Why The Ronettes' 'Be My Baby' and Frank Sinatra's 'Strangers in the Night' Have the Same Drumbeat
Frank Sinatra’s music became massively popular again in the mid-1960s, and one of his most famous songs from that era was “Strangers in the Night.” Notably, “Strangers in the Night” reuses the famous drumbeat from The Ronettes’ “Be My Baby.” During an interview, a notable musician explained why that was the case.
A drummer who played on The Ronettes’ ‘Be My Baby’ discussed what happened during Phil Spector’s sessions
Hal Blaine was the drummer who worked on “Be My Baby.” During an interview with The Guardian, he discussed his working relationship with Phil Spector. “I was Phil’s regular drummer,” Blaine said. “He was very superstitious.
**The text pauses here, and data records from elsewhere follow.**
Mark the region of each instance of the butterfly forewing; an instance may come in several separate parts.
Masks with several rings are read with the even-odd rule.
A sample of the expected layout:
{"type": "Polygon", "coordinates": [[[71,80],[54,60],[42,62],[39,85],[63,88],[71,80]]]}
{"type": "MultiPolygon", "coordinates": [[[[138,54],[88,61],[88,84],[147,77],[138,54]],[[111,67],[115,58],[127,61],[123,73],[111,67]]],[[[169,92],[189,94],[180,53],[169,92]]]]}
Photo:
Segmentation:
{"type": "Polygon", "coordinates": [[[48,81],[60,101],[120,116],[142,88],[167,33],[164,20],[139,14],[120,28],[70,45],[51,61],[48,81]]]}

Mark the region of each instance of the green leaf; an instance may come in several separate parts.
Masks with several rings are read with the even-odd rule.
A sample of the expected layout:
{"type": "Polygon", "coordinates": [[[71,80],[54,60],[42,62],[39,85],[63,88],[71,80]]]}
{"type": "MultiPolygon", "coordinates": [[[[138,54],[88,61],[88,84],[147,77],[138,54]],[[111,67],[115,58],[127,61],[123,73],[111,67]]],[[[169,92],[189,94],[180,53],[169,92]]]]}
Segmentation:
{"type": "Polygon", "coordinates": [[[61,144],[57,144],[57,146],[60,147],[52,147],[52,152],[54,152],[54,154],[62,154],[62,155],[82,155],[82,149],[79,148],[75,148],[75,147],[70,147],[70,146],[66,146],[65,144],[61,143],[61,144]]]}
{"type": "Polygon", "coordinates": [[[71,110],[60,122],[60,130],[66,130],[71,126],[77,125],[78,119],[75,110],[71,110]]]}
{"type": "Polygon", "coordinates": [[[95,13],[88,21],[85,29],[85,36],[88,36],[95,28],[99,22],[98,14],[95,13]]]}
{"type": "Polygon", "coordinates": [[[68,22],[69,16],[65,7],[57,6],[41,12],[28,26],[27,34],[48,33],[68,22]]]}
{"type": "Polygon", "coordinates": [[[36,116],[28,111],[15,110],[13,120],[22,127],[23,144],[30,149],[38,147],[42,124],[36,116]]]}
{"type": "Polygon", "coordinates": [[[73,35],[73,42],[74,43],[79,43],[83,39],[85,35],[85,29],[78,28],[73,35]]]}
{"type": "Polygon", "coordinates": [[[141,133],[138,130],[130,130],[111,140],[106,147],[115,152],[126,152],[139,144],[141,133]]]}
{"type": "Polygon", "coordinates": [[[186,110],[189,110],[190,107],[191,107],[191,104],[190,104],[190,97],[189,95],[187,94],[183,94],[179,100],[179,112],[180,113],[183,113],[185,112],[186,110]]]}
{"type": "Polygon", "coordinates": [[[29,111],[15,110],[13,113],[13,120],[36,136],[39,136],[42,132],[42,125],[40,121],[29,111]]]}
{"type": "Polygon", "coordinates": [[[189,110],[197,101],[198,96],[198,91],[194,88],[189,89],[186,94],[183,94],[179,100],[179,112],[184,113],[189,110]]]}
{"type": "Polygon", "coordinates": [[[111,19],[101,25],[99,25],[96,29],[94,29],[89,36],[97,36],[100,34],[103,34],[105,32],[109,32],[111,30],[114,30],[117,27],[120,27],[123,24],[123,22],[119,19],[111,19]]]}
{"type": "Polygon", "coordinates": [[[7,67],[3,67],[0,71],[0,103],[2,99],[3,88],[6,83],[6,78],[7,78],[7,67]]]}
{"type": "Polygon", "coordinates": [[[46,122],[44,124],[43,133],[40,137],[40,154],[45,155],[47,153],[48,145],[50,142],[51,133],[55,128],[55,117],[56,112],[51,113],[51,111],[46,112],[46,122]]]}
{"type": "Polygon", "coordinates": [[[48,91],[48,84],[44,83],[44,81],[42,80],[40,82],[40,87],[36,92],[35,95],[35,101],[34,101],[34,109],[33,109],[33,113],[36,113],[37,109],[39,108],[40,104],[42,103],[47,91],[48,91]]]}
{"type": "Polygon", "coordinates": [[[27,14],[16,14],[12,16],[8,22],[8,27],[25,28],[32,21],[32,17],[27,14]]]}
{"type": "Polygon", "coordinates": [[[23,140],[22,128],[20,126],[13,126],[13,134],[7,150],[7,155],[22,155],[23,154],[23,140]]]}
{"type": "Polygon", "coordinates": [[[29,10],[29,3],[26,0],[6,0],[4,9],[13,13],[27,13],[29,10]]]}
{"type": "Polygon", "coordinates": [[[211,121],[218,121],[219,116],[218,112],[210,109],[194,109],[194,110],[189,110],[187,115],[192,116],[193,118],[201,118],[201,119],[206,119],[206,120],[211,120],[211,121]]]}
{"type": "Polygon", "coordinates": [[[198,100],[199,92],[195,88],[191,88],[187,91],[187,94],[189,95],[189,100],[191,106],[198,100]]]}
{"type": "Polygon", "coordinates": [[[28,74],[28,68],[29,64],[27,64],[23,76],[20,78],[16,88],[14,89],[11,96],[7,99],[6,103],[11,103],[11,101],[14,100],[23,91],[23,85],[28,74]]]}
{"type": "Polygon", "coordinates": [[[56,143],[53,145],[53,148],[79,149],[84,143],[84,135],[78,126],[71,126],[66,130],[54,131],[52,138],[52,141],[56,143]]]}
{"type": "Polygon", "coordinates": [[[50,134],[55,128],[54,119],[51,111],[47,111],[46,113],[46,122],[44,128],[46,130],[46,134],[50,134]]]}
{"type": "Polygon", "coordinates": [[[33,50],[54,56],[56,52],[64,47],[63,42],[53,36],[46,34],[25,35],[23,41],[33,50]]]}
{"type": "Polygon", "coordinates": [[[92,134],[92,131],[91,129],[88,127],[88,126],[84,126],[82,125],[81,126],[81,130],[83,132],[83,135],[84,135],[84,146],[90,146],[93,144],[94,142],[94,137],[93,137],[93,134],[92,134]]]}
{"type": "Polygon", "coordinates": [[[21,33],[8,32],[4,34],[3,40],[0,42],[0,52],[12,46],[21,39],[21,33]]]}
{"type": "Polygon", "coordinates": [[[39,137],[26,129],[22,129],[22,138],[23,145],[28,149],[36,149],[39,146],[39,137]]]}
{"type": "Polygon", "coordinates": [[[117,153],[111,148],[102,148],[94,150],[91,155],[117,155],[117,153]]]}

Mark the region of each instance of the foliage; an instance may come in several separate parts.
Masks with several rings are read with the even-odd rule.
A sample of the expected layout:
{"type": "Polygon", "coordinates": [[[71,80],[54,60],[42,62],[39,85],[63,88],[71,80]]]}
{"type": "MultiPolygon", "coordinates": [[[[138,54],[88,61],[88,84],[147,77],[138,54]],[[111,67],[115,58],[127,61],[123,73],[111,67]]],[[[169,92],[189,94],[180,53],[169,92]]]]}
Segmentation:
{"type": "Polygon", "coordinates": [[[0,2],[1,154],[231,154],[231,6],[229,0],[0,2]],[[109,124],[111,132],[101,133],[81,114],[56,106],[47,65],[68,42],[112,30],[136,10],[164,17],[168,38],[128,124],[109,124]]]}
He always wanted the same studio, the same microphones, the same night — Friday.”
Blaine revealed what happened during Spector’s sessions. “For a normal session, you’d have piano, drums, bass, and guitar,” Blaine revealed. “But Phil would have at least three bass players and four pianists playing at the same time, with seven or eight guitarists strumming.”
Hal Blaine reused a drumbeat on Frank Sinatra’s ‘Strangers in the Night’
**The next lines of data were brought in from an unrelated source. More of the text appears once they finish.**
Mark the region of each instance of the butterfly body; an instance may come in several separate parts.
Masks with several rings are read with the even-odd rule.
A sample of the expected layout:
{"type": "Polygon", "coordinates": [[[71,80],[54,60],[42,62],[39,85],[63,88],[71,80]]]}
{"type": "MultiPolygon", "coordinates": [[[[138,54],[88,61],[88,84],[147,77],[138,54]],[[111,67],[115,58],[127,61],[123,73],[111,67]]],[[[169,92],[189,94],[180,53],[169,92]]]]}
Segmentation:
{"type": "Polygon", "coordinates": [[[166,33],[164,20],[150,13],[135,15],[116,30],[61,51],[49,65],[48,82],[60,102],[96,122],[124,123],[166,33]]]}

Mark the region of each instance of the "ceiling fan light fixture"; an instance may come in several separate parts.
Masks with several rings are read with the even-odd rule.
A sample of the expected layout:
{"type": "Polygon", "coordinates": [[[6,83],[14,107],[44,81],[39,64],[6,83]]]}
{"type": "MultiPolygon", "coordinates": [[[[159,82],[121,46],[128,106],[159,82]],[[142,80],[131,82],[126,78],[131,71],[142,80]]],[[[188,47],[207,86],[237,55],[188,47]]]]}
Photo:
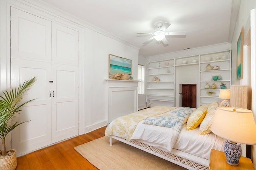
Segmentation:
{"type": "Polygon", "coordinates": [[[158,34],[154,36],[154,38],[156,41],[162,41],[165,37],[164,34],[158,34]]]}

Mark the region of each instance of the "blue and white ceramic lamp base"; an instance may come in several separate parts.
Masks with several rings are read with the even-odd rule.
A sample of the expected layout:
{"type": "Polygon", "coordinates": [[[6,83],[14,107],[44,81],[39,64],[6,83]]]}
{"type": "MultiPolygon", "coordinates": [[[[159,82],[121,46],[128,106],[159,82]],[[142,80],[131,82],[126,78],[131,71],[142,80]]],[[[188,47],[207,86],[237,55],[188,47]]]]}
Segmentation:
{"type": "Polygon", "coordinates": [[[238,165],[242,154],[241,144],[226,141],[224,144],[224,153],[228,164],[233,166],[238,165]]]}

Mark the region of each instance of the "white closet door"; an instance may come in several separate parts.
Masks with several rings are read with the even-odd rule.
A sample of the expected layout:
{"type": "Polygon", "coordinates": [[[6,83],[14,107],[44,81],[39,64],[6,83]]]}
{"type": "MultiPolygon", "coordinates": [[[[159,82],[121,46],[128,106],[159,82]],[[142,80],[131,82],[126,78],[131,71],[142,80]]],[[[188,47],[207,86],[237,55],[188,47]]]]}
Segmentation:
{"type": "Polygon", "coordinates": [[[52,64],[52,143],[78,135],[78,67],[52,64]]]}
{"type": "Polygon", "coordinates": [[[52,63],[78,65],[78,32],[52,23],[52,63]]]}
{"type": "Polygon", "coordinates": [[[11,57],[51,61],[51,22],[11,8],[11,57]]]}
{"type": "Polygon", "coordinates": [[[12,59],[11,68],[12,87],[34,76],[37,78],[23,101],[36,99],[23,107],[14,120],[31,120],[12,131],[12,147],[19,155],[52,143],[51,63],[12,59]]]}

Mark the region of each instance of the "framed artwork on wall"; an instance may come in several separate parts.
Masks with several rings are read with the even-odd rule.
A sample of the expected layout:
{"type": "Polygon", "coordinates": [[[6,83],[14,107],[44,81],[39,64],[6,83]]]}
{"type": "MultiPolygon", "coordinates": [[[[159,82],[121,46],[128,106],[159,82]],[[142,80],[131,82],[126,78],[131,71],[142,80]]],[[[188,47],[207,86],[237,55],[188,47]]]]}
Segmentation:
{"type": "Polygon", "coordinates": [[[244,48],[244,27],[242,27],[237,40],[236,56],[236,79],[243,78],[243,53],[244,48]]]}
{"type": "Polygon", "coordinates": [[[116,73],[132,74],[132,60],[112,54],[108,55],[109,75],[116,73]]]}

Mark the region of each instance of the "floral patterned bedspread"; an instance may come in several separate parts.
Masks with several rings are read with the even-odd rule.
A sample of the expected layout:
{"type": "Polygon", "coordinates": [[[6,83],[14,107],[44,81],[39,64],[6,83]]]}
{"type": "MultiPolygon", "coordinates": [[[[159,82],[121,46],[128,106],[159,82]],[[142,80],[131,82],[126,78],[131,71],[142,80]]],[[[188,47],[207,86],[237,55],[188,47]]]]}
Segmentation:
{"type": "Polygon", "coordinates": [[[180,132],[181,128],[192,112],[190,107],[179,107],[172,111],[149,117],[143,124],[172,128],[180,132]]]}
{"type": "Polygon", "coordinates": [[[177,108],[178,107],[154,106],[118,117],[108,126],[105,135],[113,135],[130,141],[137,125],[139,122],[177,108]]]}

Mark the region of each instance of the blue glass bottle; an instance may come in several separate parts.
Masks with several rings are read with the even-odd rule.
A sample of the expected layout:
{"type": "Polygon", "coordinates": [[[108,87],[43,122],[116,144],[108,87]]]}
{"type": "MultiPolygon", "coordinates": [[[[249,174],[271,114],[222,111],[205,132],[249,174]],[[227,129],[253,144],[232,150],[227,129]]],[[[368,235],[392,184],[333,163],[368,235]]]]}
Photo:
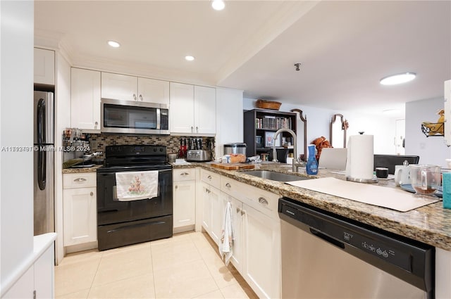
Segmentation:
{"type": "Polygon", "coordinates": [[[305,170],[309,175],[318,174],[318,162],[315,157],[315,145],[309,146],[309,158],[307,158],[307,165],[305,170]]]}

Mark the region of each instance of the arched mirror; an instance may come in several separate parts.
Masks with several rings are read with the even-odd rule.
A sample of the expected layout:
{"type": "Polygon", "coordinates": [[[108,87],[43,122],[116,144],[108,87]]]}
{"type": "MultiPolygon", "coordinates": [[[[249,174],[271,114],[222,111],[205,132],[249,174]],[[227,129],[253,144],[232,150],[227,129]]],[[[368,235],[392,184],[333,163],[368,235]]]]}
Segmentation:
{"type": "Polygon", "coordinates": [[[349,125],[342,114],[334,114],[330,121],[330,145],[334,148],[346,147],[346,130],[349,125]]]}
Blaine revealed the drums from “Be My Baby” were an accident. “I was like a racehorse straining at the gate,” he recalled. “But [Spector] wouldn’t let me play until we started recording, because he wanted it to be fresh. That famous drum intro was an accident. I was supposed to play the snare on the second beat as well as the fourth, but I dropped a stick.”
Blaine left in the mistake and reused it on Sinatra’s “Strangers in the Night.” “Being the faker I was in those days, I left the mistake in and it became: ‘Bum-ba-bum-BOOM!’ And soon everyone wanted that beat. If you listen to me in Frank Sinatra’s ‘Strangers in the Night,’ I’m playing the ‘Be My Baby’ beat, just very softly.”
The way the world reacted to The Ronettes’ ‘Be My Baby’ and Frank Sinatra’s ‘Strangers in the Night’
Both “Be My Baby” and “Strangers in the Night” became huge hits; however one was more popular. “Be My Baby” peaked at No. 2 on the Billboard Hot 100. It remained on the chart for 13 weeks. The song’s parent album, Presenting the Fabulous Ronettes Featuring Veronica, reached No. 96 on the Billboard 200 and lasted eight weeks on the chart.
“Strangers in the Night” became even more popular in the United States. The song hit No. 1 on the Billboard Hot 100 for one week and stayed on the chart for 15 weeks in total. “Strangers in the Night” appeared on Sinatra’s album of the same name. The album spent one week atop the Billboard 200 and 73 total weeks on the chart. “Strangers in the Night” reused the drumbeat from “Be My Baby,” but it became more popular than the song that inspired it.